Preparations are being made to restart sheriff and jury trials in Scotland.
The courts, which were closed due to the Covid-19 pandemic, have been building on the success of the reopening of the High Courts, using a remote jury model, utilising Odeon cinemas.
Venues for remote centres for Glasgow, Strathkelvin, and Lothian and Borders sheriff courts have been confirmed.
Trials set to run at Glasgow Sheriff Court will see six juries based remotely in Glasgow Quay.
For Edinburgh and Livingston Sheriff Court, three juries will be based remotely in Lothian Road in Edinburgh.
Tim Barraclough, director of the Judicial Office for Scotland, said: “The working group brings together those from across the justice sector with the expertise and insight required to plan the roll-out of the remote jury approach to the sheriff courts.
“Building on what we have learnt from the High Court, this group is working together to develop a model that will allow trials to proceed fairly, effectively and safely across Scotland.
“Progress so far has been very encouraging.”
The Scottish Courts and Tribunals Service (SCTS) hopes to expand into other venues soon, looking not just at cinemas as potential venues for juries.
With the locations for the first centres confirmed, the SCTS is close to finalising contracts to allow the other four sheriffdoms – Grampian, Highland and Islands; North Strathclyde; South Strathclyde, Dumfries and Galloway and Tayside, Central and Fife – to plan for a restart of sheriff and jury business in the new year.
Amanda Millar, president of the Law Society of Scotland, said: “We very much welcome being involved in this important work to restart sheriff court jury trials safely.
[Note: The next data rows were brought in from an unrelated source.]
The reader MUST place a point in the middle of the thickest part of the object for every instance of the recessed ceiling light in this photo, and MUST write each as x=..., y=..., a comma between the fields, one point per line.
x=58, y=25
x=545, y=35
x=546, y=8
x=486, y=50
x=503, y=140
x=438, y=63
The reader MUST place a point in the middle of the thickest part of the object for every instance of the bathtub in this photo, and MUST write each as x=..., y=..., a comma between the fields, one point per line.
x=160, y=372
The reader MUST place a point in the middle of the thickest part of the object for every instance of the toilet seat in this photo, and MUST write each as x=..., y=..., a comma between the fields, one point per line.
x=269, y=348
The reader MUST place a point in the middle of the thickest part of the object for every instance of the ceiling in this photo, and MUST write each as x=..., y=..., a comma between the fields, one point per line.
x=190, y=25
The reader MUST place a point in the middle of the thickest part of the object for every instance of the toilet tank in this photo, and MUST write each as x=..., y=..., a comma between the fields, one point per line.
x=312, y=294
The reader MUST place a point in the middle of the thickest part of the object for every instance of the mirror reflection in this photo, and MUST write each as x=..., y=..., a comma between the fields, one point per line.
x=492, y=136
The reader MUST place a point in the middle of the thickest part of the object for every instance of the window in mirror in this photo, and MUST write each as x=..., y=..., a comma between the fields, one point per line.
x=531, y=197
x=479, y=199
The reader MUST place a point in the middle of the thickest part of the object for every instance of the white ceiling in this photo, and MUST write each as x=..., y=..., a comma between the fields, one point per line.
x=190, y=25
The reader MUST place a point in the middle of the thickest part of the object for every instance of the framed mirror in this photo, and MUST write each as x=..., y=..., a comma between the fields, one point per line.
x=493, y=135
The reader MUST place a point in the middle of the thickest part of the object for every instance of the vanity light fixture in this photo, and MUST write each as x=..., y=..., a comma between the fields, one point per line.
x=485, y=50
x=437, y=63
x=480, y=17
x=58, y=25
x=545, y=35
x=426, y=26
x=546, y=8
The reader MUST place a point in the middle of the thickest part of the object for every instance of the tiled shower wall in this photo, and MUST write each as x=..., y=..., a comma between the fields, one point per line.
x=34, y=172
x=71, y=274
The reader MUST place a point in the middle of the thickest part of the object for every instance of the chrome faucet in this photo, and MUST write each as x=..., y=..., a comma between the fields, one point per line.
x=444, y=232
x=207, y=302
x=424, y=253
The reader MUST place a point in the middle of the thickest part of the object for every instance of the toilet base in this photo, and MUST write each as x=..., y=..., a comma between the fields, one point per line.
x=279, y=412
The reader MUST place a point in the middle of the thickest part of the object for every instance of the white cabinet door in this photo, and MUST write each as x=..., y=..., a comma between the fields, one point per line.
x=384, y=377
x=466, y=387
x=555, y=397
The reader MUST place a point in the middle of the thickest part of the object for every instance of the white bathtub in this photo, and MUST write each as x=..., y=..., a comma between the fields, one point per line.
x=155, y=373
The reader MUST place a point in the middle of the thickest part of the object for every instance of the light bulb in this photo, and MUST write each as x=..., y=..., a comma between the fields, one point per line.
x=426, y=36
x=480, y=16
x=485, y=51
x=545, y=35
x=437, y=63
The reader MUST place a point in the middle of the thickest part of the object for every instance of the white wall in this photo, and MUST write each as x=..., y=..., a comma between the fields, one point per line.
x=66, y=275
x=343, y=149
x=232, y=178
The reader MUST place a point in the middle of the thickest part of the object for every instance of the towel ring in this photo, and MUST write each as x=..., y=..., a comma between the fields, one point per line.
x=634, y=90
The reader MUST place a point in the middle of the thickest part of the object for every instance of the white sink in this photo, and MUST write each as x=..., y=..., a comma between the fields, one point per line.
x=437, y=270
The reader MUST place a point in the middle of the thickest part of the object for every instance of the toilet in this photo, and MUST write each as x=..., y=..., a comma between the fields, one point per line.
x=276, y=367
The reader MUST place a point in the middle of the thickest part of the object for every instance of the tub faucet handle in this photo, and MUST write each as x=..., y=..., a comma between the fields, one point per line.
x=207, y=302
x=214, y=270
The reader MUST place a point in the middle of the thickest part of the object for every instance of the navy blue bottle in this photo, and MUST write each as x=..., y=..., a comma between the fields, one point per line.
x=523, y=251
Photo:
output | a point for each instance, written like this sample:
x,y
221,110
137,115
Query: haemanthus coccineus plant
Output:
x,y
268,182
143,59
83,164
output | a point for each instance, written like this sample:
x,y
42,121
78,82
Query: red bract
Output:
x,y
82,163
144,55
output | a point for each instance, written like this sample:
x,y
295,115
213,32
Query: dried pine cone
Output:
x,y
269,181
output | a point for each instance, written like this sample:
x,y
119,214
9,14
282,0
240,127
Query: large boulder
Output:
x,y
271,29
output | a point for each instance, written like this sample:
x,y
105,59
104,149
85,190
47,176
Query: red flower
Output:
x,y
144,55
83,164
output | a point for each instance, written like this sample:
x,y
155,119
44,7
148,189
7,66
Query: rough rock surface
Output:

“It follows the success in restarting High Court trials using non-court buildings during the pandemic, an approach we suggested early on in the discussions about how to progress criminal court business.
“We will continue to engage in the work to reduce the current backlog in the courts, which will also include addressing the needs of victims, witnesses and accused people who have been waiting for a date for trials they are involved in.”
Tony Lenehan, from the Faculty of Advocates, said: “The Faculty of Advocates looks forward to working with the group to expand into the Sheriff Court the impressive progress SCTS has already made in the High Court with remote jury trials.”